Is this really HR best practice?
No, according to HR people.
However, UBS was clearly in a difficult spot.
“There are no perfect solutions,” says Linda Jackson co-founder and director at coaching and outplacement firm 10 Eighty. “You have to protect the business. You also have to consider the people who are remaining. And you have to try and allow the people to depart with as much dignity as possible – always considering that they may work for you again in the future, or become a formidable competitor.”
UBS appears to have fallen down on the last of these considerations. The UBS business was protected by preventing the soon-to-be-redundant staff from accessing their computers. The remaining UBS staff were spared the sight of distraught colleagues finding out their fates when they were already on the desks. But the unwanted staff were let go with minimal dignity. What can be worse than turning up to work only to find your services are no longer required?
Andrew Pullman, managing director of People Risk Solutions and a long-standing investment banking HR professional, suggests the better bet would have been to inform people at the end of a trading day that their services wouldn’t be required in future. “You normally take people quietly aside and tell them that they are going to be let go. At that point, you switch of their systems,” he says.
The sheer volume of unwanted staff appears to have been the issue at UBS. The bank is getting rid of 10,000 staff in total, of whom 3,000 are expected to go in London. On Tuesday evening, headhunters estimated that at least 500 front office staff had been turned away at Finsbury Avenue.

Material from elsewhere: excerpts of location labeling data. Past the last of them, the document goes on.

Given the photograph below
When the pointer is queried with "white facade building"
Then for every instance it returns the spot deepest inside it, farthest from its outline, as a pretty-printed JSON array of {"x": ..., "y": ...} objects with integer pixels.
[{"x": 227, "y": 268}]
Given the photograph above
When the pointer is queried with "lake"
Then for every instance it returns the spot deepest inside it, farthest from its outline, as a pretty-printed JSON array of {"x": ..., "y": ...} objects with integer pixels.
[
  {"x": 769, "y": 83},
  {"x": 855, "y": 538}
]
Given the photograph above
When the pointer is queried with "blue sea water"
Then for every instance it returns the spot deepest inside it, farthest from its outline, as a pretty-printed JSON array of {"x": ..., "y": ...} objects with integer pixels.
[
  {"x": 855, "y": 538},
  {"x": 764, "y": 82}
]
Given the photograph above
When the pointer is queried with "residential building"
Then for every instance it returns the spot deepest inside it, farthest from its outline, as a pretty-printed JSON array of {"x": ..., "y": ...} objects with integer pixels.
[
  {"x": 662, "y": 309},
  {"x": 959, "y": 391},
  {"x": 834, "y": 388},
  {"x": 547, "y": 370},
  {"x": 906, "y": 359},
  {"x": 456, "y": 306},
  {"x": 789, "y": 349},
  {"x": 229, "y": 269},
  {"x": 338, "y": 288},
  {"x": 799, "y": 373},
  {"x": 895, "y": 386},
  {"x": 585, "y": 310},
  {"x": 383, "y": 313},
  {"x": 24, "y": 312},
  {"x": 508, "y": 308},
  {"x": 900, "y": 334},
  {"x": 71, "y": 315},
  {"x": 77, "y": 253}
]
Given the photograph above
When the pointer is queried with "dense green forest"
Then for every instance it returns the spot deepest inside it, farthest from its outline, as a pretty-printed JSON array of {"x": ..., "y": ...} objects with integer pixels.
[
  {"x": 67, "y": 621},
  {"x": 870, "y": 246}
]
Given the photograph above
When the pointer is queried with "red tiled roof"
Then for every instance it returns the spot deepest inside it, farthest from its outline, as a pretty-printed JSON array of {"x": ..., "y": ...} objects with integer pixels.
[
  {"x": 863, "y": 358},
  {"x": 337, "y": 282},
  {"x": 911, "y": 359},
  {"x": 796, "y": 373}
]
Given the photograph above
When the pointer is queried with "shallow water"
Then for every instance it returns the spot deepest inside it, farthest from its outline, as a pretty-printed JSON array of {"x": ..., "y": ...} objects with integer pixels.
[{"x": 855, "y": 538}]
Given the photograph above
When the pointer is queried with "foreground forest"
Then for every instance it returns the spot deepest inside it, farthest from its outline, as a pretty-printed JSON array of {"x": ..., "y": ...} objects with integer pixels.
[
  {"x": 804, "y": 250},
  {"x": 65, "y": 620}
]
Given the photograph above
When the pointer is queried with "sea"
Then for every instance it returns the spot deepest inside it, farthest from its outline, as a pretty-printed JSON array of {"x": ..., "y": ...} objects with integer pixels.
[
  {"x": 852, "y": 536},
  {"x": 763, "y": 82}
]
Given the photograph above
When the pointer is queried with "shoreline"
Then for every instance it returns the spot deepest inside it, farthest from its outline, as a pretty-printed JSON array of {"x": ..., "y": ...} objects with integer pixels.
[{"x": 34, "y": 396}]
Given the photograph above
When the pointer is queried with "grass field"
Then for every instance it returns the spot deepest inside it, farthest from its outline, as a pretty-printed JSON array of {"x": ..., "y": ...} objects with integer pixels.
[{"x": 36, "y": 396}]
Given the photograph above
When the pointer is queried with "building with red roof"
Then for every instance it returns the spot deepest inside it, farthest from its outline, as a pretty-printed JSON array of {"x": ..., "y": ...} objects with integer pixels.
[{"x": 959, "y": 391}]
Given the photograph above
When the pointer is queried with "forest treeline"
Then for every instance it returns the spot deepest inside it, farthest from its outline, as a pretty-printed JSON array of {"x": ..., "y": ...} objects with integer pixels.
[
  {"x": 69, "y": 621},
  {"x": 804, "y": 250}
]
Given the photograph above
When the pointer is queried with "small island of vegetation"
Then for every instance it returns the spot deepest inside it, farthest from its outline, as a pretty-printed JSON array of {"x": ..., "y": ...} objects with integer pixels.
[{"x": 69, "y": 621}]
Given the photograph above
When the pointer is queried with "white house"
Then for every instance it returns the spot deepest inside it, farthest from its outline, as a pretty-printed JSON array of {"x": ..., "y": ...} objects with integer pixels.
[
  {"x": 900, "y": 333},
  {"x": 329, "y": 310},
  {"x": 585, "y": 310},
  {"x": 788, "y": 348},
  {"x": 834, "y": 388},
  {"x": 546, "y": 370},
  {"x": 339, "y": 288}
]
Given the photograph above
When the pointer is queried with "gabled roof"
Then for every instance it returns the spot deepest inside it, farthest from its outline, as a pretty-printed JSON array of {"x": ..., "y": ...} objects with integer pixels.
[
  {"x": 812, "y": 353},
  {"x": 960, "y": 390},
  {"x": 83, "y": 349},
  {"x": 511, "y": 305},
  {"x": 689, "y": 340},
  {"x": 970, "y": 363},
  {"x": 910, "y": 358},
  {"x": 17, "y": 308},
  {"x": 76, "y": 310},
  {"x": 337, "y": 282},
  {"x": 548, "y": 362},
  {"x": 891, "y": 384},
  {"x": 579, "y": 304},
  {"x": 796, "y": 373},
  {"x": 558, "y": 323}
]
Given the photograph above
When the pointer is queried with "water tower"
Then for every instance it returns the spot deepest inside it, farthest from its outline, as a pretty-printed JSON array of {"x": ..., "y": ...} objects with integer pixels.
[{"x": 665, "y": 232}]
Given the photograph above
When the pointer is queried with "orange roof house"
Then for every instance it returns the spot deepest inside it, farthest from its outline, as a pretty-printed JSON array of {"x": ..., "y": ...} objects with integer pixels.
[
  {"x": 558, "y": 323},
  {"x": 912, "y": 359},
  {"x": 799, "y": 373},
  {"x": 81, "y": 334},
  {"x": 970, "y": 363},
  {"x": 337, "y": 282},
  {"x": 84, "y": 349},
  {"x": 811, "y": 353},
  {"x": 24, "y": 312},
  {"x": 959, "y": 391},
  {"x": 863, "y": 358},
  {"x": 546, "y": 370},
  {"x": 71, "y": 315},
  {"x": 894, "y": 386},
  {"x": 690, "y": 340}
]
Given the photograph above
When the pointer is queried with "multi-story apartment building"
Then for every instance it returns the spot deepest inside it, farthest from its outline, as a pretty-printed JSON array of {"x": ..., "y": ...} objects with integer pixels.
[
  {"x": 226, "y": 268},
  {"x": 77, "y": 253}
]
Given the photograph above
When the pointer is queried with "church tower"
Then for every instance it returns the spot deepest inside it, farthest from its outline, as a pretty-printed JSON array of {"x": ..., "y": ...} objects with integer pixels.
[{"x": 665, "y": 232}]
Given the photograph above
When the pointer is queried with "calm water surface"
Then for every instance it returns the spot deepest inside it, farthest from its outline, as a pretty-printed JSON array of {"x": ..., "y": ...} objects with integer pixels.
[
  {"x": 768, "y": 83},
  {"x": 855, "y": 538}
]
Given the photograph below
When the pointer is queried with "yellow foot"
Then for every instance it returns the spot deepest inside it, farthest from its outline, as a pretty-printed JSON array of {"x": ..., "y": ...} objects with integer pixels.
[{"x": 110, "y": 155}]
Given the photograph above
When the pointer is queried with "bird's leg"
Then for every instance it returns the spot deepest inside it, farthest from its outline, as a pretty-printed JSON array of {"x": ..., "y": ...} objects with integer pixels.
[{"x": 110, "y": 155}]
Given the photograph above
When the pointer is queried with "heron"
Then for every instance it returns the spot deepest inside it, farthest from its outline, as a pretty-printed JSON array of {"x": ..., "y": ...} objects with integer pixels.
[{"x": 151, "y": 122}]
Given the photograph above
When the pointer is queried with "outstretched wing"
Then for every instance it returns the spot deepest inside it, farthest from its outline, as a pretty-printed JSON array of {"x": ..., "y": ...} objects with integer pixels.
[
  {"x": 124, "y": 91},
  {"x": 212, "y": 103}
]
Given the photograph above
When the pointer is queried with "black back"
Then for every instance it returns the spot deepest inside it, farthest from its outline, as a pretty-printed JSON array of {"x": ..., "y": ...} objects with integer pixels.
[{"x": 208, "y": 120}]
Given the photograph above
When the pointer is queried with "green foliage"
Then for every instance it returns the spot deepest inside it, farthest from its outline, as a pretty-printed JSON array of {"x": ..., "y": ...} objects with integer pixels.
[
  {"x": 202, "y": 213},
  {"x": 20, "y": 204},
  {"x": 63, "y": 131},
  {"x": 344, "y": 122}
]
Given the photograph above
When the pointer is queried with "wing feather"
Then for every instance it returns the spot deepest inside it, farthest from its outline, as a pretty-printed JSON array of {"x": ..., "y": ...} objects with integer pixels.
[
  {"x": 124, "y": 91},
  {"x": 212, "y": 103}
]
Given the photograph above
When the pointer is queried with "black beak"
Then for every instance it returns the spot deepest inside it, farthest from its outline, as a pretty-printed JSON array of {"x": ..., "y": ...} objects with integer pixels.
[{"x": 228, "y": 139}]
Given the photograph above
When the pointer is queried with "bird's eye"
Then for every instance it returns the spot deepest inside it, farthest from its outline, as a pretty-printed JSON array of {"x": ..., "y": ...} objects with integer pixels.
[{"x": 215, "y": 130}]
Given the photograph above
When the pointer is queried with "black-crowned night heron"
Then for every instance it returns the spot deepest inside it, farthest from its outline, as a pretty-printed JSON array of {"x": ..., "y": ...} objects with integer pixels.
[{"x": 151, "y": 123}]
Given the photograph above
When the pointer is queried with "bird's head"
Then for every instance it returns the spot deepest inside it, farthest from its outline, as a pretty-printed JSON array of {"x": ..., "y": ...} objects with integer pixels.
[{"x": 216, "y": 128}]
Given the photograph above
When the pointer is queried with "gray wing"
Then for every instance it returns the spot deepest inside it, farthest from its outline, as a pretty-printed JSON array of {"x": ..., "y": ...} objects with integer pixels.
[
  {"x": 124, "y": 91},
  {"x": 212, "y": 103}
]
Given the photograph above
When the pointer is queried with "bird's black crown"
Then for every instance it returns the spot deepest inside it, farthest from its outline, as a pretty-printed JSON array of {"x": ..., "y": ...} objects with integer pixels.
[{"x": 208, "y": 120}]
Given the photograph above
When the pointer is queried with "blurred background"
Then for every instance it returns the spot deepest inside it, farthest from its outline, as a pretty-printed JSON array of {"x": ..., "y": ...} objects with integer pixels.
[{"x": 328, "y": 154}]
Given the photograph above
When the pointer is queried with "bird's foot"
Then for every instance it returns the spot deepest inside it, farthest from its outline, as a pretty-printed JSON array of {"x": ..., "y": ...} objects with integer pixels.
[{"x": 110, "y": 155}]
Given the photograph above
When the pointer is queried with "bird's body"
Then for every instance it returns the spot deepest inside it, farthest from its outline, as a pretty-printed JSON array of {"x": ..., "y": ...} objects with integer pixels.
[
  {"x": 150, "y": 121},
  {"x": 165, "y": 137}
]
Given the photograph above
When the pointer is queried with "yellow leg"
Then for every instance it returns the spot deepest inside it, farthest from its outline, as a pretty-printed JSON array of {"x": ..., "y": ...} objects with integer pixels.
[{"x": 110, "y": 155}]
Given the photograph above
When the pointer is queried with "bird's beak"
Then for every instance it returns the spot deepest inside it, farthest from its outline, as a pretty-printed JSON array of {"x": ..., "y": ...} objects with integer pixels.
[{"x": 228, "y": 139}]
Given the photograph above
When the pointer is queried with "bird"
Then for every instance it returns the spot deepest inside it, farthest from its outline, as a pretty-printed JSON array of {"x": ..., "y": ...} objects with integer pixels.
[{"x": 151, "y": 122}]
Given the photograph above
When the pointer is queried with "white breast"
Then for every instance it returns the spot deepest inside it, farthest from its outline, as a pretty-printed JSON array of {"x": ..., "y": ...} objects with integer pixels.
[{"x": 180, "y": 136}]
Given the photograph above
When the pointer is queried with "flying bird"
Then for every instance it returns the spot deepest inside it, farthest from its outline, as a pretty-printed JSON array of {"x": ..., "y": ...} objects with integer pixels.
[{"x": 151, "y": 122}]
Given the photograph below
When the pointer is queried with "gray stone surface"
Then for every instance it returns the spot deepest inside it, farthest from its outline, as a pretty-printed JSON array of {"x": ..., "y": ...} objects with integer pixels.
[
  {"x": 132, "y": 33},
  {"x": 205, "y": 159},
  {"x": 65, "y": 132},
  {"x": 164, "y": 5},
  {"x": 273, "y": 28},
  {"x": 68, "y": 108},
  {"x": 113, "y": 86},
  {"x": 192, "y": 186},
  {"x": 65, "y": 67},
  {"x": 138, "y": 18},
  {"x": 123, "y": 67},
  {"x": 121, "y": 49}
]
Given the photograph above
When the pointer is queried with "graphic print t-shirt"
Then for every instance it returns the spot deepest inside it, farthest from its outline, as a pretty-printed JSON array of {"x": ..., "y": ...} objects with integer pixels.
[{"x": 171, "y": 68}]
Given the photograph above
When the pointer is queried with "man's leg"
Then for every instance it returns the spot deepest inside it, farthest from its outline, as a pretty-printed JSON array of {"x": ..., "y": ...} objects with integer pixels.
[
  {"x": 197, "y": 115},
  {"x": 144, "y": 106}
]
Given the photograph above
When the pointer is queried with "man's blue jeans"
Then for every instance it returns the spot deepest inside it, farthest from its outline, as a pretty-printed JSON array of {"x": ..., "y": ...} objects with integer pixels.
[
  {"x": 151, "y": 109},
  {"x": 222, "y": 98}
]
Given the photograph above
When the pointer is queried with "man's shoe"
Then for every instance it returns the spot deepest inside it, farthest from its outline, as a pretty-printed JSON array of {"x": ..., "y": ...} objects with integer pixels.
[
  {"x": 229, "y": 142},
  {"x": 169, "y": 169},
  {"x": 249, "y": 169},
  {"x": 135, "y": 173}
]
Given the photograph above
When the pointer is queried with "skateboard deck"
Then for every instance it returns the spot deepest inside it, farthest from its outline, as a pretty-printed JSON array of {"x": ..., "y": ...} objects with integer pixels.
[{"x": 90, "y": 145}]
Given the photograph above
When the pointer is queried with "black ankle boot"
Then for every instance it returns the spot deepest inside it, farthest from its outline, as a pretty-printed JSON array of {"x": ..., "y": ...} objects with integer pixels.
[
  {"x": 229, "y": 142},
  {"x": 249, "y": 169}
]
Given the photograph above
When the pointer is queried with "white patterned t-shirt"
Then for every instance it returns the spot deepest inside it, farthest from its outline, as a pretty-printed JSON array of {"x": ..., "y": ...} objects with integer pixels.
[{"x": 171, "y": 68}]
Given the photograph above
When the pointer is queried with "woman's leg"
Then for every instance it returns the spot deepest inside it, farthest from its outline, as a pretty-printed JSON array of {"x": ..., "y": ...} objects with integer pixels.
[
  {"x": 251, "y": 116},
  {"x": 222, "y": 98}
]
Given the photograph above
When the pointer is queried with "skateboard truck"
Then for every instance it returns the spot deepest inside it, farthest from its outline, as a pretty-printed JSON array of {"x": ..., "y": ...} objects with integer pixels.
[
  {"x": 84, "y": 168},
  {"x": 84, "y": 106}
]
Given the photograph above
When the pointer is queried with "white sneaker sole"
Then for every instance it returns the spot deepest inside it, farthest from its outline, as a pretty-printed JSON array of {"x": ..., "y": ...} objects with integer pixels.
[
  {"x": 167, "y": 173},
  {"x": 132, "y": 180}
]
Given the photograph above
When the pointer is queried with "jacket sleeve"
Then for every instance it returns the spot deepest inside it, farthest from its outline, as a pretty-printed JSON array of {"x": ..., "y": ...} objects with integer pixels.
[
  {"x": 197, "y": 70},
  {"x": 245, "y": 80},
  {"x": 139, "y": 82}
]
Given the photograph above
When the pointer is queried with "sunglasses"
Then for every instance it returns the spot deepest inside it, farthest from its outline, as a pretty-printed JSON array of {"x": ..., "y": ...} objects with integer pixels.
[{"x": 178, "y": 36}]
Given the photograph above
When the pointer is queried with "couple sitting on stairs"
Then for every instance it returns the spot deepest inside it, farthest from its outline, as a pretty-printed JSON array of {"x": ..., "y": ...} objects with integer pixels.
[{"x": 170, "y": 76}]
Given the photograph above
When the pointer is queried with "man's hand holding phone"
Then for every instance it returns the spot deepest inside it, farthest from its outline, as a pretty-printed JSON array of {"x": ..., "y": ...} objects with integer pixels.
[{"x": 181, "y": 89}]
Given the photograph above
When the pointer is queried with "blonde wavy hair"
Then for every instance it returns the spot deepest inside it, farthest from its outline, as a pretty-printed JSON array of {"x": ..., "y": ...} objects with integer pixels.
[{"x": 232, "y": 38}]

UBS’s method of dispensing with its surplus staff is redolent of the late 1990s and early 2000s says one experienced city HR professional. Back then, it was normal for people to be shunted into a room and told they weren’t required, or for hundreds of bankers to be called into an auditorium where they were handed different coloured letters indicating their employment status.
More recently, the thinking has become that it’s inadvisable to gather too many redundant bankers in one room at the same time, say HR professionals.
“All it takes is for one person to get upset or angry and the emotion catches,” says one. “I’ve seen a director being punched as he walked down the corridor after the statement was made,” he adds.
“It’s a high risk strategy gathering too many people in one room,” confirms Pullman. “Redundancy is a difficult process – some people will get aggressive, some will be speechless, others will burst into tears. I’ve had some people who I thought would be really upset, but who shook me by the hand and said thank you,” he adds.
Pullman was formerly in the Royal Artillery Regiment and can cope with a little fracas. “I’ve seen some very aggressive people, but I’m big enough and old enough to cope with it,” he says.
Other banks planning mass UBS-style redundancies may want to add some muscle to their HR functions ahead of the event.